Although the visual effects process was “long and tiresome, it was a lot of fun. I fell in love with the film again because we got to fix all the problems and fill in the holes where audiences were getting confused. Thomas Tannenberger, our visual effects supervisor, worked wonders. We needed to stretch every penny to cover the massive workload. I was really hands on… working with two young artists we found out of ChapmanUniversity. Two twenty-one year old kids! Shane Paugh designed all of the news screen graphics throughout the film and Chris Bayol did the three-minute animation near the beginning. We call it the Doomsday Scenario Interface. It took us four months to finish.”
The Cannes experience taught him a lot. “I learned that you should never take your film to a festival until you know it is finished and you’ve had a chance to screen it internally for several audiences and work out all of the kinks. But the thing is… I regret nothing. We showed it to the toughest audience in the world… some people loved it… others hated it. But we got nominated for the Palme D’Or! What an honor! Everyone agreed that it was too long and it still needed work… including us. So we took our lemons and we went home and we tried to make lemonade. It was tough because a lot of people assume that you can’t recover from a film festival experience like that. But, we became determined not to just recover, but to triumph over it. We wanted to fight our way back. I didn’t want the actors to feel as if I had let them down… that I couldn’t pull it together. And, as the months wore on, it became more exhausting, but eventually a light appeared at the end of the tunnel.
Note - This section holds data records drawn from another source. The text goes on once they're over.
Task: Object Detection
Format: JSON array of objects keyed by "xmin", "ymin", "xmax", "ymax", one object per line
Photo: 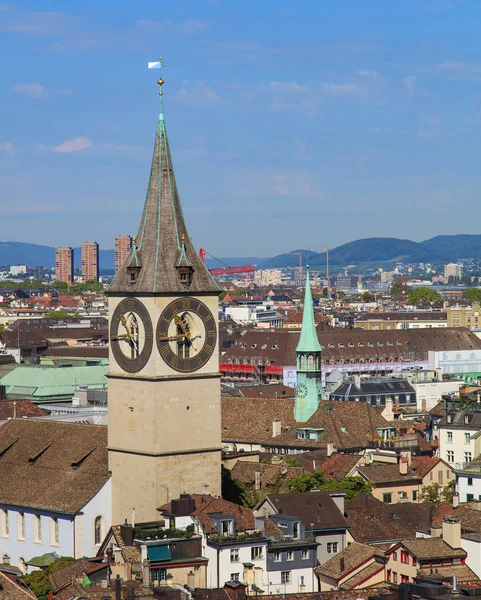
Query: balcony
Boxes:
[{"xmin": 454, "ymin": 461, "xmax": 481, "ymax": 473}]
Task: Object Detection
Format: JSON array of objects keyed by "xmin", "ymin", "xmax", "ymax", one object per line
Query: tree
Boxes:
[
  {"xmin": 407, "ymin": 287, "xmax": 442, "ymax": 305},
  {"xmin": 419, "ymin": 479, "xmax": 456, "ymax": 503},
  {"xmin": 22, "ymin": 556, "xmax": 75, "ymax": 600},
  {"xmin": 463, "ymin": 288, "xmax": 481, "ymax": 304},
  {"xmin": 287, "ymin": 471, "xmax": 374, "ymax": 502}
]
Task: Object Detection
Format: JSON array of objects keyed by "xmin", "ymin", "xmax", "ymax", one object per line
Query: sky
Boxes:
[{"xmin": 0, "ymin": 0, "xmax": 481, "ymax": 257}]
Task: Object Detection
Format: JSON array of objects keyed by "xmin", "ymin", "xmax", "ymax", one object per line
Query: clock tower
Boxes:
[
  {"xmin": 294, "ymin": 267, "xmax": 322, "ymax": 423},
  {"xmin": 108, "ymin": 79, "xmax": 221, "ymax": 523}
]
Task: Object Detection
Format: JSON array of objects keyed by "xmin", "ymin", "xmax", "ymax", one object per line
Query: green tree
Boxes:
[
  {"xmin": 407, "ymin": 287, "xmax": 442, "ymax": 305},
  {"xmin": 463, "ymin": 288, "xmax": 481, "ymax": 304},
  {"xmin": 22, "ymin": 556, "xmax": 75, "ymax": 600},
  {"xmin": 287, "ymin": 471, "xmax": 374, "ymax": 502}
]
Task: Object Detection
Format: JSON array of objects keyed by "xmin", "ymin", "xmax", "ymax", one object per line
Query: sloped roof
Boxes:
[
  {"xmin": 411, "ymin": 456, "xmax": 451, "ymax": 479},
  {"xmin": 316, "ymin": 542, "xmax": 386, "ymax": 580},
  {"xmin": 157, "ymin": 494, "xmax": 254, "ymax": 533},
  {"xmin": 108, "ymin": 114, "xmax": 220, "ymax": 295},
  {"xmin": 221, "ymin": 396, "xmax": 295, "ymax": 444},
  {"xmin": 357, "ymin": 463, "xmax": 420, "ymax": 485},
  {"xmin": 0, "ymin": 419, "xmax": 110, "ymax": 515},
  {"xmin": 265, "ymin": 492, "xmax": 347, "ymax": 529},
  {"xmin": 263, "ymin": 400, "xmax": 392, "ymax": 450},
  {"xmin": 231, "ymin": 460, "xmax": 307, "ymax": 491},
  {"xmin": 0, "ymin": 572, "xmax": 37, "ymax": 600},
  {"xmin": 1, "ymin": 365, "xmax": 109, "ymax": 399},
  {"xmin": 402, "ymin": 538, "xmax": 467, "ymax": 560}
]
When you make a film, the last few weeks of post-production are the most essential… because you can either sprint across the finish line or coast across… short of breath and wheezing. I sprinted as fast as I could.
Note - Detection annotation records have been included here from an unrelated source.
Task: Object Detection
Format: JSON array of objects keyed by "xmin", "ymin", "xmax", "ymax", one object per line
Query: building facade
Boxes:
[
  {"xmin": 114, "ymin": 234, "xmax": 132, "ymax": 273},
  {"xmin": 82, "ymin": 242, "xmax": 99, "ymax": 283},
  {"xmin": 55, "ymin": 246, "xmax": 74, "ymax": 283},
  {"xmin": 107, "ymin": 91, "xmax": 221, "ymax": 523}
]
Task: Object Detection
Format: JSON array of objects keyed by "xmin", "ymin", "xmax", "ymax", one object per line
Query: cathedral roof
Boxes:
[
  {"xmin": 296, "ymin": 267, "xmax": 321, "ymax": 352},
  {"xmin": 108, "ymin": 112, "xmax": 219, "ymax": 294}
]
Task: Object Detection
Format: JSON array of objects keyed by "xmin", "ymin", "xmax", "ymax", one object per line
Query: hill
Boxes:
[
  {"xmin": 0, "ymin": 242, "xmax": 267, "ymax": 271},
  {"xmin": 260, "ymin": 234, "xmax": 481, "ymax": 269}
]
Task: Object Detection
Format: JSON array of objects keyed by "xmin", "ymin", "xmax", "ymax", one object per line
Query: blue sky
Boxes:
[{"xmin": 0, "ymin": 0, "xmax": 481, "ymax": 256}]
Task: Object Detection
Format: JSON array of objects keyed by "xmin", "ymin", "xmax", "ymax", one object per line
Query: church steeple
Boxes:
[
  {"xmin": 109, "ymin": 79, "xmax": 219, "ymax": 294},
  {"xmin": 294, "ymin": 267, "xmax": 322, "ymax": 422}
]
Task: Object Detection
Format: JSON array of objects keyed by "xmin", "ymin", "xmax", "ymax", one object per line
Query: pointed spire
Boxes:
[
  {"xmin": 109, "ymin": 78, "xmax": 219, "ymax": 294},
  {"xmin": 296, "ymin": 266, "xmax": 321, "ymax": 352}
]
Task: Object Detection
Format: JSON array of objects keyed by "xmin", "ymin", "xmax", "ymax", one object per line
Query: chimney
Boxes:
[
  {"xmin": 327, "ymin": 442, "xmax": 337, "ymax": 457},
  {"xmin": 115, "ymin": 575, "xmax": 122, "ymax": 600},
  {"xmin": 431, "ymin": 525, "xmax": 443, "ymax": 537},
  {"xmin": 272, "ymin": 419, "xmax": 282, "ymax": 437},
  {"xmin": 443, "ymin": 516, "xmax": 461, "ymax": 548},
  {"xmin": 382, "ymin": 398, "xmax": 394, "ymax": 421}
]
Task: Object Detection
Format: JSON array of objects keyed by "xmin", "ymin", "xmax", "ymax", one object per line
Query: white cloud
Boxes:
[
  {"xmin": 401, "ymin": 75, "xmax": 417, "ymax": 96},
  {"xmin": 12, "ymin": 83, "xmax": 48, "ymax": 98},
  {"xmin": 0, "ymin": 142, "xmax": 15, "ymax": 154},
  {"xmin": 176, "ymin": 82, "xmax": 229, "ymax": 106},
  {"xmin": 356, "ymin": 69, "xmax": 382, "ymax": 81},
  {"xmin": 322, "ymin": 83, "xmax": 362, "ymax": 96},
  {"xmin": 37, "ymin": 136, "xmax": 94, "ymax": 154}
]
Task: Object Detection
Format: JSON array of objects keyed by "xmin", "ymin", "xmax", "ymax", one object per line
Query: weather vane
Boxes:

This film is such a complicated puzzle… and I became obsessed with solving it. I couldn’t allow myself to be defeated by the scope and ambition of my own film. We had to keep on working diligently, problem solving, finding solutions… adding all of these new visual effects shots. There are now more than 500 visual effects shots in the film.”
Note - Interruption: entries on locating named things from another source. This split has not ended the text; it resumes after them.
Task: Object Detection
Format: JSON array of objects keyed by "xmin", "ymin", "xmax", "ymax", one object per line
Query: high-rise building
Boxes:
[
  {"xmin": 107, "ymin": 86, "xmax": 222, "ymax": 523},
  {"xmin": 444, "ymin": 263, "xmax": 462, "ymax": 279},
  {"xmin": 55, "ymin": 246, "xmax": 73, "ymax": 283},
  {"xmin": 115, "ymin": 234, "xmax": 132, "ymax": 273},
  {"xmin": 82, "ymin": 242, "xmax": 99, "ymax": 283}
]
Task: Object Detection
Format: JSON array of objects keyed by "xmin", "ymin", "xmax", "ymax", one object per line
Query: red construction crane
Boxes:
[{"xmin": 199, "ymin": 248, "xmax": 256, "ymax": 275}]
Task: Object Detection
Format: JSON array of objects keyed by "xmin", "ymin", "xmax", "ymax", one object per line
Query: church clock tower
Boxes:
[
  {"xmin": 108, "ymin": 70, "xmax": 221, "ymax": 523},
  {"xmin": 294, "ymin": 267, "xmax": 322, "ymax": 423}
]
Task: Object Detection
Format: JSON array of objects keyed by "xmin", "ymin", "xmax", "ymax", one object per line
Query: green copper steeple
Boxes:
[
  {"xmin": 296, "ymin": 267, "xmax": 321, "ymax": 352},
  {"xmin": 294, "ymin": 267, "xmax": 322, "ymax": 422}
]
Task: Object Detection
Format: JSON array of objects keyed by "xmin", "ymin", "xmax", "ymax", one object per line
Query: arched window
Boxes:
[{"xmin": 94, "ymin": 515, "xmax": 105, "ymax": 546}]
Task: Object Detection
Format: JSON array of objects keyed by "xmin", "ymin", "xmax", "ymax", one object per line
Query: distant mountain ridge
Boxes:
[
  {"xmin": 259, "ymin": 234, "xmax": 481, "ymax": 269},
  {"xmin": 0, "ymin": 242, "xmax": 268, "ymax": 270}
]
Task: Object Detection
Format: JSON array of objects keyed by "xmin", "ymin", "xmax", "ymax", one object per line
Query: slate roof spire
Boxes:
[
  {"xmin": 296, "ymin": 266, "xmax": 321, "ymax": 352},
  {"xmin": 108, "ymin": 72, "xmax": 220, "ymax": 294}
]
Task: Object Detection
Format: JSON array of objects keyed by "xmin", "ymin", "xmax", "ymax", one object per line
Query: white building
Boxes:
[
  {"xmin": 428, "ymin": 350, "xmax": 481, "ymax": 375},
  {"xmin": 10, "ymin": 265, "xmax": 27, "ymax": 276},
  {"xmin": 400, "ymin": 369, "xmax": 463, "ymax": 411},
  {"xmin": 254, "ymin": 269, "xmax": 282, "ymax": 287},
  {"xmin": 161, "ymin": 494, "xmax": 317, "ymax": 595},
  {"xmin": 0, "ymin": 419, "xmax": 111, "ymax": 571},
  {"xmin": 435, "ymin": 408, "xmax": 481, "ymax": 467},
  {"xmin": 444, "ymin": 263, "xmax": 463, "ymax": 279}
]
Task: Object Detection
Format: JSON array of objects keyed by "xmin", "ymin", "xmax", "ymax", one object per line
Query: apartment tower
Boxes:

In thinking about this new and final cut, Kelly describes it as “a complete roller coaster ride down the road not taken. That’s the best analogy I can make. We have tried to create this big political satire about the apocalypse, about the worst case scenario of another terrorist attack, and make it accessible to a wide audience.”
“I have always felt that my films are commercial. Others may disagree, but DONNIE DARKO turned out to be very commercial in its own way. I hope that the same audience will turn out for SOUTHLAND TALES.”
The shit hits the fan
The variety of acting backgrounds and techniques that Kelly employs in SOUTHLAND TALES might be unconventional but is ultimately appropriate for a film commenting on the unnerving political mood of a current and futuristic United States. The director ultimately believes that what he has made is a movie that moviegoers from everywhere will find accessible: “I think this film kind of comes from the left, but it arrives somewhere in the middle, in a way that’s trying to, you know, find comedy in our sort-of big cultural divide right now as a country—in how divided we are, and speculate into sort-of the final shit hitting the fan.”
And that, Kelly says with a smile, is the best way to sum up his vision that just about no one else involved with the film can seem to sum up: “It’s about the shit hitting the fan on the Fourth of July weekend.”